Ask The Rabbi

Ask The Rabbi


The Rav Name:

10. What is the emphasis on (Specific) Divine Providence? How is it different from ‘General Providence’?
When we say that providence is ‘General’, it means that G d is relating to the generality of the creation alone, and not to all of its details. For example, perhaps G d is interested in having a certain species of bird in existence, but it is not important to Him what happens to a particular bird within the species. (Specific) Divine Providence means that there is interest and attention on G d’s part, in every detail of the creation.
Is this concept an accepted Jewish concept or only a Chassidic concept?
The idea that the world carries on under G d’s supervision is one of the basic tenets of the Jewish faith. However there have been differing opinions among the prominent scholars as to how much Divine Providence relates to each creation.
There were those who maintained that the Divine Providence is only on the human race and whatever is involved with it, but the animal and vegetable kingdoms, and how much more so the inanimate kingdom, are supervised by G d only in a general manner, as explained above.
The Baal Shem Tov, founder of Chassidut, determined that the supervision of the Creator is on all the created beings, including the vegetable and inanimate kingdoms. The reason for this is that the Divine supervision stems from the Creator bringing the world into existence on a constant basis. Since all the created beings are constantly being recreated at every moment, it means that the vegetable and inanimate kingdoms are also part of G d’s knowledge and supervision.
Is this approach really an innovation of the Baal Shem Tov?
This idea had been written before the period of the Baal Shem Tov. The Rebbe in one of his talks quotes the Sages in Chulin (63): “Rabbi Yochanan (says) ‘He presides over the pelican’ (a bird which preys on fish in the sea) he said: “Your statutes are as a great abyss”, and Rashi comments there: “G d appoints the pelican (or cormorant) to judge and revenge the fish in the sea and to kill those who are destined to die.” So it is clear that there is law and judgment also on specific fish in the sea, to the point where G d appoints a specific bird to kill the specific fish which is destined to die.
The novelty in the Baal Shem Tov’s approach is in highlighting the concept and revealing the repercussions of it on our daily lives. The Baal Shem Tov emphasized very clearly and sharply that (specific) Divine Providence is on each and every detail of creation, not only on righteous people, and not only on the human race, but also on the vegetable and inanimate. Put simply; G d relates to each and every detail and it is all important to Him.
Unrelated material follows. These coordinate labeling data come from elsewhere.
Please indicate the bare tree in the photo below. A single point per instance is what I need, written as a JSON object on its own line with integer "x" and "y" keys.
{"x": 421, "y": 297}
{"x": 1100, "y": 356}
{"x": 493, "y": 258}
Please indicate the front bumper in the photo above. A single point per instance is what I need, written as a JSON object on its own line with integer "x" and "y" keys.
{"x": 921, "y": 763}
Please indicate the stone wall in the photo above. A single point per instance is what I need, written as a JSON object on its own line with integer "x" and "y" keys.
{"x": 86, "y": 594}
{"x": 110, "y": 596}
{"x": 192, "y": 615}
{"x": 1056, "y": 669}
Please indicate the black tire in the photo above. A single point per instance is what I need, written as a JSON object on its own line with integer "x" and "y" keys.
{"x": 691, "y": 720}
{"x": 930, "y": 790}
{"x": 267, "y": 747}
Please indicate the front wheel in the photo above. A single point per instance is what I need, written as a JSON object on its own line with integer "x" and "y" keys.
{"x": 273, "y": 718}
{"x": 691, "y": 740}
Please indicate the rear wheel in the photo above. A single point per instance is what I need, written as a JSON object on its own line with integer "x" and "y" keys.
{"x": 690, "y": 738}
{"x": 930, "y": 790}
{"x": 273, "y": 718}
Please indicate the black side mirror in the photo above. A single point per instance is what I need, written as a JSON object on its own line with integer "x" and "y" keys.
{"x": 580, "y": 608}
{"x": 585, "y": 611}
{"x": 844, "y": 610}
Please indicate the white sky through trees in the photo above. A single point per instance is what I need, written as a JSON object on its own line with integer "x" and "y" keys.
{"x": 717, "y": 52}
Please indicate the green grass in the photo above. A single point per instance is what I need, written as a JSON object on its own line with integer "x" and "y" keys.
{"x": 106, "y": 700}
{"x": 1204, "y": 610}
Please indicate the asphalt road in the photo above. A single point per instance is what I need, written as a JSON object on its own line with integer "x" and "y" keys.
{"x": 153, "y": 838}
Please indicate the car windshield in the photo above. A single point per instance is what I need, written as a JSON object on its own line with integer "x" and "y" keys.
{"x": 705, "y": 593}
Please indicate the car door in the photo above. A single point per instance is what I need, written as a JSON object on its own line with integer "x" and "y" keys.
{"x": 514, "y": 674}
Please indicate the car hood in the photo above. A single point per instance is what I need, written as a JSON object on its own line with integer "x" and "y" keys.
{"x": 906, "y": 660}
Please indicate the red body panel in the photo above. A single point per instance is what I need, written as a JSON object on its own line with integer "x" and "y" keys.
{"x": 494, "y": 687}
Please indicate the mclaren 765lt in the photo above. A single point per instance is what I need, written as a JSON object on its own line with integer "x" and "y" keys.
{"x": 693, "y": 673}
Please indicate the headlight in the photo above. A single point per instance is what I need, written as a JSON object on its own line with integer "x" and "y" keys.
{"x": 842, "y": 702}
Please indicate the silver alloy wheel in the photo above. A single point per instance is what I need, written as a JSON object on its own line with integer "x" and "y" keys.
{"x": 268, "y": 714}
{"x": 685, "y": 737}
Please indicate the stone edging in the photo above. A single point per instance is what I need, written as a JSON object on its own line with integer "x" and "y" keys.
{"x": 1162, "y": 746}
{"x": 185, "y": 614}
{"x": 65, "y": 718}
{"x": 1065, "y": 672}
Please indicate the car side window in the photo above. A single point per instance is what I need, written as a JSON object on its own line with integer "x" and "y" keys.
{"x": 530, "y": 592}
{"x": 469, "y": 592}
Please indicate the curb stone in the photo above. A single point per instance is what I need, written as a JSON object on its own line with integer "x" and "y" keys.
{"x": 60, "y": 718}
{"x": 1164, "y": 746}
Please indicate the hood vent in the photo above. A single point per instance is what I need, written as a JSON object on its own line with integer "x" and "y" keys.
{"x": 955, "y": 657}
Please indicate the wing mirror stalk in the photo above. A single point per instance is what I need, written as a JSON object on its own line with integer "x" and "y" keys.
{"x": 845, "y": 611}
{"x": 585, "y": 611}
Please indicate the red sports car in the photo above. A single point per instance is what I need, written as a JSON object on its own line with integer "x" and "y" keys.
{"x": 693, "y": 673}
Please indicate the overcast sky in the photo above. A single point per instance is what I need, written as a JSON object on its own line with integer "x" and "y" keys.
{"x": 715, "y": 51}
Moreover, since this is so, we see that all these details are important to the goal of creation.
As the Rebbe writes in “HaYom Yom” 28th of Cheshvan: “The concept of Divine Providence is, that not only are all the movements of the various creations supervised by Divine Providence, which is their very vitality and existence, but each specific movement of a creation has a general relationship to the general intent of the whole creation… by joining and uniting all the specific movements… the Supernal intention (aim) of the whole creation becomes completed.”
We must think about this: If the movement of a blade of grass is supervised by G d and has relevance to the goal of creation, how much more so can we say that the human race in general and the Chosen Nation specifically, are supervised by G d!
Each leaf that is tossed by the wind, every such detail, affects the general aim or goal of G ds creation. When G d first created the world He had a certain goal, and this goal is achieved by means of each and every detail in the creation. How much more so, what happens to every individual Jew is a matter of prime importance to G d.
Regarding the various opinions of respected Torah scholars that we mentioned above, it is important to clarify another point: The Rebbe explains that actually, there really is no conflict of opinion! Those like the Rambam (Rabbi Moshe ben Maimon) who are of the opinion that G d supervises the animal, vegetable, and inanimate kingdoms in a general manner but not on the level of specific detail, mean to say that the supervision is hidden. The interest that G d has in them is not really seen, whereas with people, especially the righteous, G d’s supervision can be seen. On the other hand, when the Baal Shem Tov says that there is supervision on all the levels of creation, he agrees that it is not seen.
Although at face value it seems like a serious conflict, in truth, there really is no conflict. All agree that there is supervision on everything, but there is a difference in the level of revelation of this supervision. Supervision on people is revealed, but on the other levels of creation, animal vegetable and inanimate, when they are not in direct involvement with humans, the supervision is hidden.
The aim of Chassidut is to reveal the inner dimensions – so it emphasizes the hidden supervision (Divine Providence) also, that we must (and can) accustom ourselves to seeing in a revealed manner.